Mid-tier Canadian miner B2Gold (TSX:BTO)(NYSE: BTG) will invest $50 million into expanding its 80%-owned Fekola mine in southwestern Mali, which could take the operation’s processing throughput to 7.5-million tonnes a year, up from the current 6-million tonne throughput.
The decision comes as the results of a preliminary expansion assessment (PEA), published on Wednesday, recommended an expansion of the existing plant to process an additional 1.5-million tonnes a year, without requiring an extra ball mill or additional power generation capacity.
Vancouver-based B2Gold, which poured first gold at Fekola in late 2017, said that as result of the expansion the mine will produce more gold over a longer life. It will also have “more robust economics and higher average annual gold production, revenues and cash flows than the previous life of mine,” the company said in a statement.
In 2018, its first full year of commercial production, Fekola exceeded expectations, churning out 439,068 ounces of gold, while B2Gold expected a maximum of 430,000 ounces.
Utilizing additional resources discovered in October, the mine could produce 550,000 ounces a year between 2020 and 2024 and 400,000 ounces between now and 2030, B2Gold said.

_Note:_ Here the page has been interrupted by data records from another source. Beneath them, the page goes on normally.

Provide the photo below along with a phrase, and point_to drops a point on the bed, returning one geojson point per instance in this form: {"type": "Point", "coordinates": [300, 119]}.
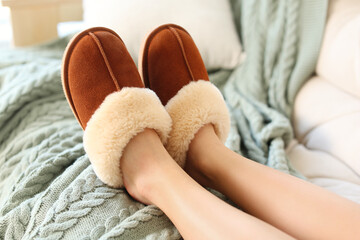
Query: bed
{"type": "Point", "coordinates": [48, 189]}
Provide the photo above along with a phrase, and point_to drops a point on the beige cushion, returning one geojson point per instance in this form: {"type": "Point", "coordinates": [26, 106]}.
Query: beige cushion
{"type": "Point", "coordinates": [210, 23]}
{"type": "Point", "coordinates": [327, 119]}
{"type": "Point", "coordinates": [339, 59]}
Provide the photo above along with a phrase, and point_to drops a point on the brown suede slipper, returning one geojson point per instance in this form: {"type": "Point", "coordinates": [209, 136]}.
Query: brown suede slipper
{"type": "Point", "coordinates": [171, 65]}
{"type": "Point", "coordinates": [108, 98]}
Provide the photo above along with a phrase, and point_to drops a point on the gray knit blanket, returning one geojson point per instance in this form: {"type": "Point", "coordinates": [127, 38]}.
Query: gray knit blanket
{"type": "Point", "coordinates": [48, 189]}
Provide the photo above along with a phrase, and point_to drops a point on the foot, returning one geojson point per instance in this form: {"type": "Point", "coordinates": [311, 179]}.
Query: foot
{"type": "Point", "coordinates": [142, 164]}
{"type": "Point", "coordinates": [201, 162]}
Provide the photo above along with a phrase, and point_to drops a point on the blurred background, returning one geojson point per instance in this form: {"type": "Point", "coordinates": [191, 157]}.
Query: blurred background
{"type": "Point", "coordinates": [19, 18]}
{"type": "Point", "coordinates": [5, 26]}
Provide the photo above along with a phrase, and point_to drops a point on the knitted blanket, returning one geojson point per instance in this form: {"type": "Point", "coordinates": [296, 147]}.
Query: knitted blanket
{"type": "Point", "coordinates": [48, 189]}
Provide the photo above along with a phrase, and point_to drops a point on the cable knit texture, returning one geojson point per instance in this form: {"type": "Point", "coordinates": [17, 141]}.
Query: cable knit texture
{"type": "Point", "coordinates": [48, 188]}
{"type": "Point", "coordinates": [119, 118]}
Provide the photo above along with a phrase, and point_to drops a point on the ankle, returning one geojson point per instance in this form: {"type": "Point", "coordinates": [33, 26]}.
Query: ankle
{"type": "Point", "coordinates": [142, 163]}
{"type": "Point", "coordinates": [202, 156]}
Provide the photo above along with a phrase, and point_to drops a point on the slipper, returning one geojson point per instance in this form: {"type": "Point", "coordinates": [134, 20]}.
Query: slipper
{"type": "Point", "coordinates": [108, 98]}
{"type": "Point", "coordinates": [171, 65]}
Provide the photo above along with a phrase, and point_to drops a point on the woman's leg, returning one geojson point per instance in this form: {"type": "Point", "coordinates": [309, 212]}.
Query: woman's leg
{"type": "Point", "coordinates": [297, 207]}
{"type": "Point", "coordinates": [152, 176]}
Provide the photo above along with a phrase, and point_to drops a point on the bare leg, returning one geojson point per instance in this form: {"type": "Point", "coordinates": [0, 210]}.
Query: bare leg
{"type": "Point", "coordinates": [299, 208]}
{"type": "Point", "coordinates": [153, 177]}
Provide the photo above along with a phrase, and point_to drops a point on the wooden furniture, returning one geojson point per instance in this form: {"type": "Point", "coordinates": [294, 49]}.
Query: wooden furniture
{"type": "Point", "coordinates": [35, 21]}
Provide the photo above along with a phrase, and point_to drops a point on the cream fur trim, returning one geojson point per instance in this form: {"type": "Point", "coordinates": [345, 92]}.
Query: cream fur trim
{"type": "Point", "coordinates": [119, 118]}
{"type": "Point", "coordinates": [195, 105]}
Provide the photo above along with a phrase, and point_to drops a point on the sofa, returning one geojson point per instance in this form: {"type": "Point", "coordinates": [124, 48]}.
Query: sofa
{"type": "Point", "coordinates": [326, 115]}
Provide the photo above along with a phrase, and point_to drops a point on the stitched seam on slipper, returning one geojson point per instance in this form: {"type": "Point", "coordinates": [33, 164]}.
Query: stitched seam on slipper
{"type": "Point", "coordinates": [173, 30]}
{"type": "Point", "coordinates": [98, 43]}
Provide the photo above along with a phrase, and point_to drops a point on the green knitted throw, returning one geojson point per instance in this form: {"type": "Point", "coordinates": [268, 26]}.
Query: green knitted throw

The PEA also predicts an increase in the net present value of Fekola of some $500 million and forecasts life of mine pre-tax net cash flow of about $2.8 billion. The revised life of mine operating cash cost and all-in sustaining cost (AISC) would be between $500 and $700 per ounce respectively.
B2Gold said it was also assessing various optimization alternatives, including processing gold-bearing ore from the company’s Anaconda project, which is situated north of Fekola, as well as installing solar power at the Fekola premises and “… various tailings and waste disposal strategies”.
This process would continue through the second quarter of this year and would be incorporated into a revised Fekola life of mine plan, which is expected to be available early next year.
Fekola is located near Mali’s border with Senegal, and about 520 km from the country’s capital, Bamako. The country’s government owns the reminding 20%.